Fillet blade is a cut above rest for anglers



Designed to fit hand-held reciprocating saws, Filletzall blades developed by Houston-area charterboat captain Paul Bates give anglers frustrated with limitations of regular electric fillet knives a supercharged option for cleaning their catch.


For most anglers, enjoying a meal of fresh fish — fish they found and caught, cleaned and prepared themselves or with family or friends — is a fishing trip’s delicious coda, a welcomed opportunity to relive the experience and savor the wonderful, natural, healthy meal it provided. But between the bookends of fishing and feasting comes a penultimate step that, if not dreaded, isn’t exactly looked forward to by anglers: Cleaning the catch.

As June sets in, and with it the months-long peak season of fishing participation (and fish cleaning) in Texas, plus the approach of Father’s Day, almost all anglers are looking for a way to make that task less taxing and more efficient.

Efficiency was what angler Paul Bates ached for, quite literally.

The 53-year-old Kemah native captains a 42-foot Bertram, taking anglers into the Gulf of Mexico, where they target the smorgasbord of species found there.

Back at the dock after the end of a long day on the water, Bates’ day wasn’t over. He faced the chore of cleaning what often was a small mountain of fish — snapper, king mackerel, tuna, wahoo, amberjack, grouper.

For decades, he worked with standard fillet knives — mostly fixed blades because available electric fillet knives don’t hold up to the challenges of sawing through the thick scales and heavy bones of many fish. And even if the electric knives did work for thinner skinned fish, running them for long periods would result in, at best, their overheating or, at worst, seizing, stripping or melting gears. And that’s if there was an electric outlet close by, which often is not the case for anglers who clean their fish at dockside.

Frustrating experience


It was long, hot, tiring, frustrating work.

It would wear you out. I knew there had to be a better way,” Bates said.

He found it. And now other anglers can, too, through Bates’ Filletzall blades.

Bates, who has experience in metal work, had an idea. He removed the plastic handle from one of his favorite fillet knives, a Dexter-Russell with an 8-inch serrated blade.

He then ground and shaped the knife’s now-exposed tang to the universal shape/design of blades made to fit all electric reciprocating saws. It was challenging, exacting work, especially drilling the small hole in the tang required to make the blade fit the reciprocating saw, he said.

Bates fit the modified Dexter blade to a handheld, cordless reciprocating saw — compact versions of the two-handed reciprocating saws used in construction and demolition. The reciprocating saws, often generically termed “Sawzalls” after the Milwaukee Electric Tools version of the machine, move their blades in the same push-pull motion as electric fillet knives, but with much more power and speed. Even more important, the compact reciprocating saws are infinitely more durable, immune to overheating and just plain bulletproof than standard electric fillet knives. They can run for hours and never miss a beat. Bates used that first modified blade for a full year.

A ‘better way’


The high-carbon Dexter blade mated with a compact but powerful cordless reciprocating saw “cut through fish like butter,” Bates said. It easily sliced through heavy scales and bones of redfish, black drum, sheepshead, snapper and other species.

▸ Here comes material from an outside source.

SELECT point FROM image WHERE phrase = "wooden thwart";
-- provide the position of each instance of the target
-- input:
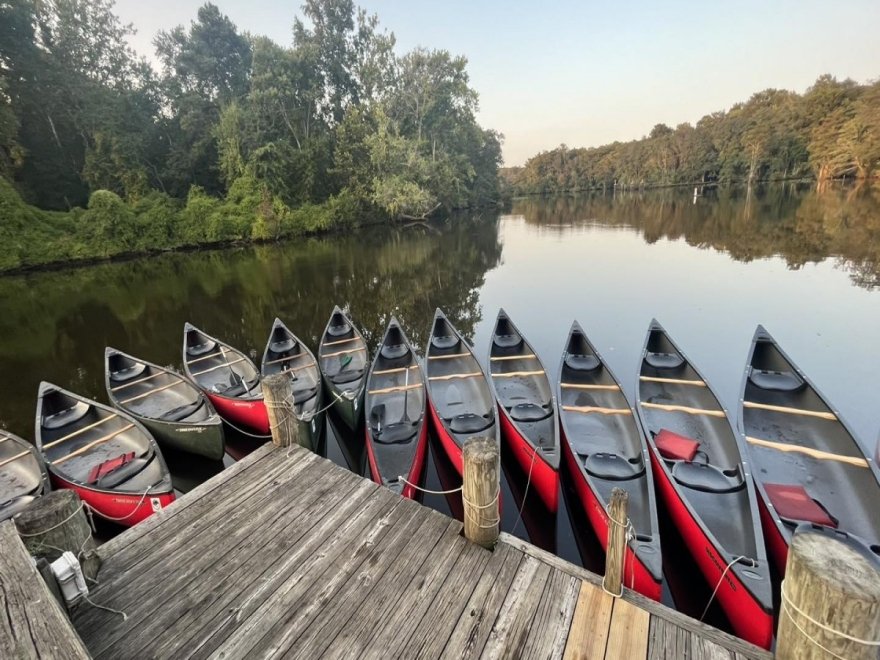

I cleaned every fish we brought in with it, testing it,” Bates said. “It was an unbelievably better way to clean fish.”

Even after hundreds — thousands? — of fish, the blade was still sharp enough to easily do its job.

It’s just so much easier and faster,” Bates said. “There’s just no comparison.”

Bates was not the first person to modify a fillet knife blade to fit a powerful compact reciprocating saw. A handful of other anglers and especially guides, mostly along the Gulf Coast, have been doing this themselves or taking blades to machine shops to have the tangs milled to the universal fitment for all reciprocating saws.

But none had really taken it much beyond that. Bates did.